The molten solder evolving behavior with developing time is shown in Fig. 10. It is indicated that solder starts to break apart due to the combination of surface tension force and non-wetting repelling force derived from the hydrophobic characteristic of resist material. Subsequently, solder forms sphere-like shape at isolated position and stay stabilized while bridging is not occurring in any location. From those results, the effectiveness of resist patterning design with type-B structure is verified.

However, if the repelling force of the resist material is insufficient, bridging phenomena was observed in the simulation. It is empirically known that surface condition of the solid including the roughness and chemical condition, largely affects the wettability tendency of the material [12]. Therefore, the contact angle between solder and resist material was varied from θ = 140° to 120° as shown in Fig. 11. In the case of θ = 140°, solder bumps are formed separately with uniform height and width while in the case of θ = 130° and 120° resulted in bridging between the center two and all the four Cu pillars locations respectively. Those simulation results demonstrated the viability of novel resist design as long as the resist quality of resist material is high enough to dewet the liquid solder.

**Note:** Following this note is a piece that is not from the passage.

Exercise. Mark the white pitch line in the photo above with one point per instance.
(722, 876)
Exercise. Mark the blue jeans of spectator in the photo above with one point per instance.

Experimental demonstration was also conducted to examine the feasibility of proposed design of resist patterning within the actual IMS process. For the experiment, two types of resist patterning, Type-A and Type-B were prepared as in Fig. 12. The dimensions of those resist were designed to be corresponding to the simulation model that it has lower resist diameter of 10.5 μm, upper resist diameter of 15.9 μm and the pitch of 20 μm for both Type-A and B. IMS process was operated on those two types using Sn-3.0Ag-0.5Cu (SAC305) solder.

Fig. 13 shows SEM images of micro-bumps formed with two types of resist pattering respectively. It was observed that each bump was successfully fabricated without any failure in both resist patterns. Regarding the concerns of solder bridging between adjacent bumps and non-uniform solder distribution in the case of the connected resist opening, the optimized area of resist opening as well as the pitch suppressed those defects.

Moreover, filling rate of molten solder at relatively low injection pressure during IMS process was improved by utilizing new design of presented resist structure compare to the conventional structure. Even the Type-B structure showed better filling rate of solder than Type-A due to its wide-open surface area as expected. Type-B resulted in 100 % of filling rate without any failure whereas Type-A showed 95.2% of that, though the difference is almost negligible.

Those significant improvements proved the validity of the concept of the novel IMS process presented in this paper. In addition, the reduction of the solder injection pressure will lead to further scaling down into a few micrometer scale bumping.

Novel design of double-layer resist patterning with expanded opening to reduce the injection pressure in IMS process is proposed in this study. Its effectiveness is examined both in CFD simulation and experimental measurement perspectives. Two different types of resist structure are evaluated that one has isolated resist opening whereas the other has connected opening to reduce more injection pressure.

It is revealed that both of the structure enables to form micro-bumps with good uniformity with lower injection pressure than conventional IMS process. Even the connected model was thought to be associated with the risk of bridging, it is demonstrated that molten solder tears apart between the adjacent positions and form isolated bumps. However, high quality of resist material with sufficient hydrophobic property must be promised, otherwise the bridging phenomena may occur.